Gluck’s Armide

In 1777, the French composer Christoph Willibald Gluck daringly decided to set Quinault’s libretto for Armide to music. It was daring, because the last composer who set this libretto was the immortal Lully, and with this choice Gluck was basically throwing down the gauntlet to claim mastery over French opera.
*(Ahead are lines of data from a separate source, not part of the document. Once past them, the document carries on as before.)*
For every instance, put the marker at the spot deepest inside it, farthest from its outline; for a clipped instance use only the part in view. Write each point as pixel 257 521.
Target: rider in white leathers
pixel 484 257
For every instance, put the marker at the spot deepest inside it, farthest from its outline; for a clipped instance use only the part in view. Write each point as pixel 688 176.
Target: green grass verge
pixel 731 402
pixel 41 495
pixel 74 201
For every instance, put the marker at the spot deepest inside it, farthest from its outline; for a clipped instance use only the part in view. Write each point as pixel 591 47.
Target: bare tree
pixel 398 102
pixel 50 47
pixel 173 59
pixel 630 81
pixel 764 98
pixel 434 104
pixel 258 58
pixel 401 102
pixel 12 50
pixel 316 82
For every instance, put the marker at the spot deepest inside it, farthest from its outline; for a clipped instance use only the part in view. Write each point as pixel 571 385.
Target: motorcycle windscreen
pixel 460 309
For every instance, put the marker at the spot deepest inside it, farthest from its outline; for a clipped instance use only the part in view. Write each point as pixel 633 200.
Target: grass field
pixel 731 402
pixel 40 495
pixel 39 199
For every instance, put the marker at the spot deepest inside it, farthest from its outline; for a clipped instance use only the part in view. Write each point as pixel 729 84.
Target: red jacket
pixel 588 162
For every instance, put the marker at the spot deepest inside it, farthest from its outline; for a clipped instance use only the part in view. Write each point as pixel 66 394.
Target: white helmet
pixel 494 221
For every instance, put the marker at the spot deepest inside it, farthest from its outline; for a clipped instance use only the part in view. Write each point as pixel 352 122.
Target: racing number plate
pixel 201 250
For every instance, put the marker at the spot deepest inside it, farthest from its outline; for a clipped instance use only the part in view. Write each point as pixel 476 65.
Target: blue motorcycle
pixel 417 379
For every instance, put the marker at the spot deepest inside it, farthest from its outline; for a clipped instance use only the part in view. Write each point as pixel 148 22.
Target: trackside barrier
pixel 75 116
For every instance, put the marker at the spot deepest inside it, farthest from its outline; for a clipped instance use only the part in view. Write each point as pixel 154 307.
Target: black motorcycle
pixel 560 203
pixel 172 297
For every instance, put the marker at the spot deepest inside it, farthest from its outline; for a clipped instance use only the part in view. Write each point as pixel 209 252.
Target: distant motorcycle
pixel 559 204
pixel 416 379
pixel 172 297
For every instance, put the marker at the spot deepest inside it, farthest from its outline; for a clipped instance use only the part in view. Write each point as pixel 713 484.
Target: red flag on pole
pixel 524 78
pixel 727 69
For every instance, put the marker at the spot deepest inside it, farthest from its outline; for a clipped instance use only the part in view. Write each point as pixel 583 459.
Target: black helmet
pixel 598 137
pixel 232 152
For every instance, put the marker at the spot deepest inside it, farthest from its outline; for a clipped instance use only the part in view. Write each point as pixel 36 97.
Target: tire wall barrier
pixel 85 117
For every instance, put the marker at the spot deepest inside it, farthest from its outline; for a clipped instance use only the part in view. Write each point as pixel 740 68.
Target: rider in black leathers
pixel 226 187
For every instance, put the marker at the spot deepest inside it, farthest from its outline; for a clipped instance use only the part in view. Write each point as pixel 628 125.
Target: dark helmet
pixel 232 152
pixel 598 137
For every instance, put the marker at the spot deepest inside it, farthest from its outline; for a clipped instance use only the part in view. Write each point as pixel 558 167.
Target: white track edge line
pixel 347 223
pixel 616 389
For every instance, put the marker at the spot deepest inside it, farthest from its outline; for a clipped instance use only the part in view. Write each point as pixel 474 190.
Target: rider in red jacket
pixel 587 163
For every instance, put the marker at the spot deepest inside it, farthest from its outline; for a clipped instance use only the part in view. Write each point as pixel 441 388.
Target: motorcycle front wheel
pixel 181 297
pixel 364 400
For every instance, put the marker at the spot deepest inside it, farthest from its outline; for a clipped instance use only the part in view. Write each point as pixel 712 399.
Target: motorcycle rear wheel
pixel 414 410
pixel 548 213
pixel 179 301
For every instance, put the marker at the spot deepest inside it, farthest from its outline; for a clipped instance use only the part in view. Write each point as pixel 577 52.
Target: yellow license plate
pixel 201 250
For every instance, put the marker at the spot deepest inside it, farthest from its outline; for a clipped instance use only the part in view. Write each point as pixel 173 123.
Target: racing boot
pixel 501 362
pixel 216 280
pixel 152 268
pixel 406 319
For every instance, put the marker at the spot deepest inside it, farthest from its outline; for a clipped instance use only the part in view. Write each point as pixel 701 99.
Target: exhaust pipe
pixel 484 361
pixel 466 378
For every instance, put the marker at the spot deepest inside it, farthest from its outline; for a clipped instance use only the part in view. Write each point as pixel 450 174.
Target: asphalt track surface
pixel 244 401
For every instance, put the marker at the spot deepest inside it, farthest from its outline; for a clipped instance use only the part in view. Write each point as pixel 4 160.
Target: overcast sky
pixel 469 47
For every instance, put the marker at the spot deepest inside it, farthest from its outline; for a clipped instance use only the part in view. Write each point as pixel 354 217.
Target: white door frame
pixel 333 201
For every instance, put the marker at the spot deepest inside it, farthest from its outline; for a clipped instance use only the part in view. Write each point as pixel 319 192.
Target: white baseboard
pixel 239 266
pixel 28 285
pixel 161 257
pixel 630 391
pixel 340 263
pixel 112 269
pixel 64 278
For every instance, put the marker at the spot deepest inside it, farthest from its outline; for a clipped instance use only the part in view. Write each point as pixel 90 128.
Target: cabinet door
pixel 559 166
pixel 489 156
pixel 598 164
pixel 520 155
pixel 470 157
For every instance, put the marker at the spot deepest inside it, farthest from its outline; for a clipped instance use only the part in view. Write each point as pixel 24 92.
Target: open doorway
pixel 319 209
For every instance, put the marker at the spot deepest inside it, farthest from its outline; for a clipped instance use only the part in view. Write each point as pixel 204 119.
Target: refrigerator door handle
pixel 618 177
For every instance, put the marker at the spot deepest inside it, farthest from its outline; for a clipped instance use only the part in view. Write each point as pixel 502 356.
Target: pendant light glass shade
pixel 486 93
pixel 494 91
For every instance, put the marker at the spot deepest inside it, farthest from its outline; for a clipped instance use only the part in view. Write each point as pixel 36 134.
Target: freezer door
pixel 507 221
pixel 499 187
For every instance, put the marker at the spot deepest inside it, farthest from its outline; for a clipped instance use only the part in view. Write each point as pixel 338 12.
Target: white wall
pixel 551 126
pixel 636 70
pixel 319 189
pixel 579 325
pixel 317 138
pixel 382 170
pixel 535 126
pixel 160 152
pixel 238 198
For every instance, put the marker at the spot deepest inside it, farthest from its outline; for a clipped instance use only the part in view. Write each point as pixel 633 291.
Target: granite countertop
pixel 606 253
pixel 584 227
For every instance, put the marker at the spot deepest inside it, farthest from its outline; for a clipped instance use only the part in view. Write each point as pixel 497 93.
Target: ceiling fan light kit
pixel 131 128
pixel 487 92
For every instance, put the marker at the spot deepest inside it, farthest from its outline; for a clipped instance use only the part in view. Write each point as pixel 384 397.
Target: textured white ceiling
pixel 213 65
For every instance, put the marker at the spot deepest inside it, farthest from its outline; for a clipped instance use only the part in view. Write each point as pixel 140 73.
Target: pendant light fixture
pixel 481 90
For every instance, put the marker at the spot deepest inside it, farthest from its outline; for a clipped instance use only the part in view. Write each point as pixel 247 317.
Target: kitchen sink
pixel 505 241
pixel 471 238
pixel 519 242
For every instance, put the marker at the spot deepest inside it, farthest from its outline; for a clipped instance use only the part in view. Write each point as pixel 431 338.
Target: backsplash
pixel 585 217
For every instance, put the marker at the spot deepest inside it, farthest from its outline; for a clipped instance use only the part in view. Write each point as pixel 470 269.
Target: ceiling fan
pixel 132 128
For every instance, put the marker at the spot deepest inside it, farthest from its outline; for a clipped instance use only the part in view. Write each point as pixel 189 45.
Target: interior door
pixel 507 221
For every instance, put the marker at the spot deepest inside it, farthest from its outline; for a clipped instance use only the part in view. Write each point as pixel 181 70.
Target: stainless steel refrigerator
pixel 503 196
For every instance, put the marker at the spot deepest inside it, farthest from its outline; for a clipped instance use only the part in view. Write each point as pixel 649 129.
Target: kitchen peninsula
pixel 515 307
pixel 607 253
The story is set in the Holy Land during the Crusades. The sorceress Armide, along with the citizens of Damascus, hope to overcome the knight Renaud and his followers. She manages to ensnare her enemy with her magic spells, but, at the moment she raises her dagger to kill him, she finds herself falling in love with him. Armide casts a spell to Renaud him love her in return. Upon returning to her castle, she cannot bear that Renaud’s love is only the work of enchantment. She calls on the Goddess of Hate to restore her hatred for Renaud, but fails to escape from her feelings of love for him. The Goddess condemns Armide to eternal love. Before Armide can return to Renaud, two of his fellow soldiers overcome Armide’s enchantments, rescue Renaud and break Armide’s spell. Renaud manages to escape from Armide, who is left enraged, despairing, and hopeless.

There are many wonderful roles for all voice types, and every role has at least a very nice featured solo. The music is mid-Classical, with flavours of Haydn, early Mozart and solid French style. We’ll be performing it in French.